Mention magic mushrooms to a social conservative and expect a patronizing stare. Magic is for wizards; fungi are for stews. Mixing the two leads teenagers to jump out of windows.

Such skepticism has its merits. In the 1960s, Harvard Psychology professor Timothy Leary famously led the charge for a psychedelic nation. After losing his professorship for allowing undergraduates to be test subjects in his experiments, he took the drugs from his laboratory and offered them to baby boomers across the country. “Turn on, tune in, drop out” became a hippie rallying cry; taking psychedelics became a way to give the establishment the finger.

The result was catastrophic — for the kids and the drugs. Irresponsible usage caused young users to put their safety at risk, while psychedelics became tied to the hippie movement in the public imagination. Acid became a metaphor for anarchy; psilocybin became synonymous with sex. Flower-child pacifism and sexual revolution came to dominate the psychedelic narrative.

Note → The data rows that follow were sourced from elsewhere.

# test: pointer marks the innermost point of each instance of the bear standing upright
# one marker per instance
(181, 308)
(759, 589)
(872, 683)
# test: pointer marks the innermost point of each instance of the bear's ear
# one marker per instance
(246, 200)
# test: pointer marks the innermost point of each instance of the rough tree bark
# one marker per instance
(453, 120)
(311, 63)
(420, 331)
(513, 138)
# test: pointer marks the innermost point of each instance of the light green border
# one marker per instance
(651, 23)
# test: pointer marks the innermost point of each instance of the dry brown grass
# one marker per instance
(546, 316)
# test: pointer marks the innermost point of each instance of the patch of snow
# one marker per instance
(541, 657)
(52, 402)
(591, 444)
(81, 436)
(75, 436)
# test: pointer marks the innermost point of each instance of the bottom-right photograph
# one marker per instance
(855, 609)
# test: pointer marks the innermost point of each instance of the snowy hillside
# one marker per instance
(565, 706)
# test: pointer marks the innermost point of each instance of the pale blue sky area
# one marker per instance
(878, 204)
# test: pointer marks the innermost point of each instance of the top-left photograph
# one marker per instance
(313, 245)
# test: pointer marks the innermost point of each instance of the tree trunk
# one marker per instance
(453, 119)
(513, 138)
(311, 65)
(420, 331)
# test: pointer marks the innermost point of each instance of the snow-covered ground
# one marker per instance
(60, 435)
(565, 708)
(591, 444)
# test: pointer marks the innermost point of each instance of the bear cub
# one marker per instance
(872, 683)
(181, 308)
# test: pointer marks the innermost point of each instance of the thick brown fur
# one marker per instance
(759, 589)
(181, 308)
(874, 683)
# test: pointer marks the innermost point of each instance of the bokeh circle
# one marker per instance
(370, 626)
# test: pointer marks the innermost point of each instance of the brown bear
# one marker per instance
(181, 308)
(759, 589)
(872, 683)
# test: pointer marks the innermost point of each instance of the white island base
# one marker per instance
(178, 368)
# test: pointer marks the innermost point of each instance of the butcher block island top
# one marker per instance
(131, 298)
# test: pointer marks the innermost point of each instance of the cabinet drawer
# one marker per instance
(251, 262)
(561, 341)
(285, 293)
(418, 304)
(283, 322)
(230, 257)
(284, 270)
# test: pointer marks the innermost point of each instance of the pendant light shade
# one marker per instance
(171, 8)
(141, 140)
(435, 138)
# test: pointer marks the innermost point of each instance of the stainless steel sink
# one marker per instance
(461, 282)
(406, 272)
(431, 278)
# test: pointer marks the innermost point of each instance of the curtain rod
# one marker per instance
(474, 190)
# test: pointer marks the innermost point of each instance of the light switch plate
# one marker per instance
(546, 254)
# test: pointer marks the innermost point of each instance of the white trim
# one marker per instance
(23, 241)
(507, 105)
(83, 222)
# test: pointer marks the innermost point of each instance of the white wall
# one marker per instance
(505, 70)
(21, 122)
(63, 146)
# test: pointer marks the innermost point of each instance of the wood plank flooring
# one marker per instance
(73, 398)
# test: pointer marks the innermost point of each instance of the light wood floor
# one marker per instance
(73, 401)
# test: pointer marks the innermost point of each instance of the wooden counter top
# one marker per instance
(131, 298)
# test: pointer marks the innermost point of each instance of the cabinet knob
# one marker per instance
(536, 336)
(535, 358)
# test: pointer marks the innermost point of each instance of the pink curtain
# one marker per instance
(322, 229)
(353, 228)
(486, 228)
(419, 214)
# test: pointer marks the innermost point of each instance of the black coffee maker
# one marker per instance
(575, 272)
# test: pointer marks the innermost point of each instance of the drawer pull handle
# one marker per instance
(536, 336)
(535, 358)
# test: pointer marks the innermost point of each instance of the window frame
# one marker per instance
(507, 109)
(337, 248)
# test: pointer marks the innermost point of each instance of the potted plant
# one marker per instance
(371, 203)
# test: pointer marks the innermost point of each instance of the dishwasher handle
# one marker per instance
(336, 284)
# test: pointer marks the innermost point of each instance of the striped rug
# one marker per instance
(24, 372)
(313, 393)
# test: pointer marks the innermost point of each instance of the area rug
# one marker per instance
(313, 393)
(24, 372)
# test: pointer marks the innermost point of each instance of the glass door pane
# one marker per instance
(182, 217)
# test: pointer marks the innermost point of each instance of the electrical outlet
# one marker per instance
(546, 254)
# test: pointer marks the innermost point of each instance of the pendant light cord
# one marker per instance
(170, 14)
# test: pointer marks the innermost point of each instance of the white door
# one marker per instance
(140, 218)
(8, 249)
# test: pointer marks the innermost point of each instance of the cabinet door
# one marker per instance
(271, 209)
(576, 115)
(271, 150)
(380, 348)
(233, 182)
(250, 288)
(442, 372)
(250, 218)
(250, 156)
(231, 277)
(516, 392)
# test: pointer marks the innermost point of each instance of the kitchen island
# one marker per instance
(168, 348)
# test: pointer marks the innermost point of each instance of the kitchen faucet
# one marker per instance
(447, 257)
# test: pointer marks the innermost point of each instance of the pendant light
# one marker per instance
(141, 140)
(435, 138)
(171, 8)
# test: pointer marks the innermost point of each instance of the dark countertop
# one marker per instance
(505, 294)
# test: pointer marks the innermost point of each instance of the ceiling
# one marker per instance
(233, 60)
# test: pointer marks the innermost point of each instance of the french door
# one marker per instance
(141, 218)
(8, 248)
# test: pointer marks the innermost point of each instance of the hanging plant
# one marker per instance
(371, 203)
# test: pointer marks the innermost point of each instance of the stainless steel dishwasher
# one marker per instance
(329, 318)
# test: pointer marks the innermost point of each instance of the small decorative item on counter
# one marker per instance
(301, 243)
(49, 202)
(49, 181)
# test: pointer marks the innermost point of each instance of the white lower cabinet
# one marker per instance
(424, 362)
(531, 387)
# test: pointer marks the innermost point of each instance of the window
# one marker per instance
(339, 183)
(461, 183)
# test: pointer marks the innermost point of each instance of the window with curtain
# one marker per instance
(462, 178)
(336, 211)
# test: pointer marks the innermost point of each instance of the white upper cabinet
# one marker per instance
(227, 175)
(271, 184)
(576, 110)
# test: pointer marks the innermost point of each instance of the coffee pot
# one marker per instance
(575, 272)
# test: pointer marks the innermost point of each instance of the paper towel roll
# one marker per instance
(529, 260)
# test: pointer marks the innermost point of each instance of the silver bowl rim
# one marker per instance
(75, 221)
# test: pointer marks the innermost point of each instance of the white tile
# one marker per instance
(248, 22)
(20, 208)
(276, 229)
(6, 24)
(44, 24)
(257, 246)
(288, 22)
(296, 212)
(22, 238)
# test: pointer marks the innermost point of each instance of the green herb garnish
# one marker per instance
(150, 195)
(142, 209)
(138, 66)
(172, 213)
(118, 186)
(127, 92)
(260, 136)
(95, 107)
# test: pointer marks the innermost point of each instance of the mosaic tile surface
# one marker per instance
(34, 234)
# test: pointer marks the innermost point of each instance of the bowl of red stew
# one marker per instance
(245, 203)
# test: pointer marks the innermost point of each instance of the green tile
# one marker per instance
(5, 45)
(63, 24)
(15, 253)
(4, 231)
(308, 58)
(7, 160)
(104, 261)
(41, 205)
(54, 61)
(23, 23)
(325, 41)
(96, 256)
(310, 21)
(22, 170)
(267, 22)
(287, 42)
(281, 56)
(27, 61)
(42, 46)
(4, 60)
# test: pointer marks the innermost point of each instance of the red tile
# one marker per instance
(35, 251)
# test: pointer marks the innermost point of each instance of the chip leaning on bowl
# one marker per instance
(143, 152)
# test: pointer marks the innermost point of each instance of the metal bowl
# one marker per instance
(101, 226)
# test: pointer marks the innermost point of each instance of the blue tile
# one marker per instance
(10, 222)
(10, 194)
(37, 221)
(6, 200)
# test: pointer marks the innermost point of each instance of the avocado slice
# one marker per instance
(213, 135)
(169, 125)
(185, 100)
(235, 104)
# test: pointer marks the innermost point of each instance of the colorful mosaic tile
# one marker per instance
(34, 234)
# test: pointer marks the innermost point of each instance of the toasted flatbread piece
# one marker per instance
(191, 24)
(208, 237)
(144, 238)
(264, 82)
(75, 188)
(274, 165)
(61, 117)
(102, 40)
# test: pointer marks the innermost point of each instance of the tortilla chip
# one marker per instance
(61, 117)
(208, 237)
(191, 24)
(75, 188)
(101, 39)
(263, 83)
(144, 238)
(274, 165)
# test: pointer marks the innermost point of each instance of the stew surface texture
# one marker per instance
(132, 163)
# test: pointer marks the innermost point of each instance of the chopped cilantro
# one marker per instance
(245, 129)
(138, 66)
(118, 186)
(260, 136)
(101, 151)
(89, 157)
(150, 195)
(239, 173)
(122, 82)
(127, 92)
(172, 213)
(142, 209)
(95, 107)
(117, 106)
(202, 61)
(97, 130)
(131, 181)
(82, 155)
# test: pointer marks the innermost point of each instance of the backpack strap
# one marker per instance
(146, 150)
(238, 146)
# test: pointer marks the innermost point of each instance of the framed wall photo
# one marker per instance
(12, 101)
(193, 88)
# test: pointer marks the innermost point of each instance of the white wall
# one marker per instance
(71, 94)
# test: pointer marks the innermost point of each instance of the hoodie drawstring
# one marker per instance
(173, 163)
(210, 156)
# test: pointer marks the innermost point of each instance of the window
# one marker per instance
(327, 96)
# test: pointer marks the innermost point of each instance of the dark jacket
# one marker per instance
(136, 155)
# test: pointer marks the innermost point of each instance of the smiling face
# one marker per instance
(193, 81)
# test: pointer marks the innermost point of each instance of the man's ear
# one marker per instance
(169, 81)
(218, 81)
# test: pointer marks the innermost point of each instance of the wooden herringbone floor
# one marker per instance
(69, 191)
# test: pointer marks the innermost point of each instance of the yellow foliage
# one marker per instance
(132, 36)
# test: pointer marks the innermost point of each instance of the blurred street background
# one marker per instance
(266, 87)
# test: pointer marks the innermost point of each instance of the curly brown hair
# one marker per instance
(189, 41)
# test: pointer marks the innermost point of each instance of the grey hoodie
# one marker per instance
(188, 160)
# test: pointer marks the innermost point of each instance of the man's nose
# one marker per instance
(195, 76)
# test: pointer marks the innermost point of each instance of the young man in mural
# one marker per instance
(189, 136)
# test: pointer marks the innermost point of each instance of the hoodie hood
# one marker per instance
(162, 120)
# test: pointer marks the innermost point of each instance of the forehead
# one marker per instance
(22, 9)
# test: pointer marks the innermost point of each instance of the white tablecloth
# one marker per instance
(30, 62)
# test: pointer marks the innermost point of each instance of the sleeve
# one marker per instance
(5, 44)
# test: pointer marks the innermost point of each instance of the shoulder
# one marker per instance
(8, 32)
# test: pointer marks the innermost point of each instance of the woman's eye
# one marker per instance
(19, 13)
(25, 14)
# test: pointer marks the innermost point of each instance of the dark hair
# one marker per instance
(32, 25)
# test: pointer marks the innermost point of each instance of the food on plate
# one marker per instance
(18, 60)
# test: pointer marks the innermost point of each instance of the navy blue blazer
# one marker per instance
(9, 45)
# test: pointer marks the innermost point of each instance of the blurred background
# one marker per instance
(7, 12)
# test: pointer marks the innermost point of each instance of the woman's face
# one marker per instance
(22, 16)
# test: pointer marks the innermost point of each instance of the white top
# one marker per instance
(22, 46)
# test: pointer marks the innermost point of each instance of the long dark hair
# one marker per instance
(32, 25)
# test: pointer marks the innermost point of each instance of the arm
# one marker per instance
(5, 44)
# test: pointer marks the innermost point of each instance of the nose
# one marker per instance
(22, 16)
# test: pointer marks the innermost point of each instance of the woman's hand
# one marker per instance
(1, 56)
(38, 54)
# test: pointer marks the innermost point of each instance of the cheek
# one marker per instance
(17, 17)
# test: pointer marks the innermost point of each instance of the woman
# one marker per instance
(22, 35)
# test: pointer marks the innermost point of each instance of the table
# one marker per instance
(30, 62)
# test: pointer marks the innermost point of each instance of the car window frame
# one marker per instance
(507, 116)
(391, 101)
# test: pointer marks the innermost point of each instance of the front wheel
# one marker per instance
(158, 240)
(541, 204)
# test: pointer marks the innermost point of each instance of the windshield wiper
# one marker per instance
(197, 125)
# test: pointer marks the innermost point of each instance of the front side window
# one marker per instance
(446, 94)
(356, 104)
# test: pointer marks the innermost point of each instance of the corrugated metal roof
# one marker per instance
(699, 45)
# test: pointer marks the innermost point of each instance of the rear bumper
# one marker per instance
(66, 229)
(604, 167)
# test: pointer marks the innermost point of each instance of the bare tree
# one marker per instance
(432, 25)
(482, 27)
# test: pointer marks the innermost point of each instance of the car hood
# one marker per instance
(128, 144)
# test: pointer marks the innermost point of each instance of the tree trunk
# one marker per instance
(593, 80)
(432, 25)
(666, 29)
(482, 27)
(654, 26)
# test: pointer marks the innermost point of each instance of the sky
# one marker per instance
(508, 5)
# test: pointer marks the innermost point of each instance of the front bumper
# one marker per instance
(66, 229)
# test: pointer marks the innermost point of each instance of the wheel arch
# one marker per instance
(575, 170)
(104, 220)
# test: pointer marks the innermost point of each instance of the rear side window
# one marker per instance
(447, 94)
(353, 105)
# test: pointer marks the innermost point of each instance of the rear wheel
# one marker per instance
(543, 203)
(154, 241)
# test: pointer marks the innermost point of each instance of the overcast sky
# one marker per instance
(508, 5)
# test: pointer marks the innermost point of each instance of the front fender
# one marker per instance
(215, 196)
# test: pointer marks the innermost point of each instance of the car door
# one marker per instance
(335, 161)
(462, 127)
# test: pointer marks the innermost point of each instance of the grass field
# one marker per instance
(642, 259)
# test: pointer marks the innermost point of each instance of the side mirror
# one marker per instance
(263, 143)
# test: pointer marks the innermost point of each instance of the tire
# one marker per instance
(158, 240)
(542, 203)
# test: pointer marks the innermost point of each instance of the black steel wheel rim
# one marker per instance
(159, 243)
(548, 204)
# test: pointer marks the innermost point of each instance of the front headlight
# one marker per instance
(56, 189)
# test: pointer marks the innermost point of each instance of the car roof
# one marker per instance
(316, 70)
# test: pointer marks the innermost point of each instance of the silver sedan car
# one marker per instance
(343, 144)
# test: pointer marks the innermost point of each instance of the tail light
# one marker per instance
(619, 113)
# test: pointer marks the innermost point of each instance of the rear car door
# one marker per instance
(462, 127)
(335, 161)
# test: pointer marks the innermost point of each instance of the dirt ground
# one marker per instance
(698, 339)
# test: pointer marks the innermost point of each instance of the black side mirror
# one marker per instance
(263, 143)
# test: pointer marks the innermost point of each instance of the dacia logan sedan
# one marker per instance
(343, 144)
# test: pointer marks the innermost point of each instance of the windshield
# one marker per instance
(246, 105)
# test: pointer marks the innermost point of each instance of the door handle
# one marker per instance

Hence, the case for decriminalization is usually made to conservatives on libertarian grounds: What right should government have to dictate what people put in their bodies?. It is a strong case, particularly when we consider the fact that the state has allowed pharmaceutical companies to peddle opiates, now the most commonly abused drugs in the America, for years. We accept that a prison sentence is not the appropriate response for self-inflicted harm of that sort. We consider prosecuting it at public expense an unjustified attack on personal autonomy. Why should we treat psychedelics, which are far less dangerous if used properly, any differently?

But this does not mark the case closed, because the argument comes with consequences. If magic mushrooms can be decriminalized, why not cocaine, heroin, or crack? If our bodies are off limits, why don’t children have the right to get high? Evidently, government has at least some say in what people place in their bodies. You can reject the legitimacy of that say, but you won’t be backed by an unwavering principle.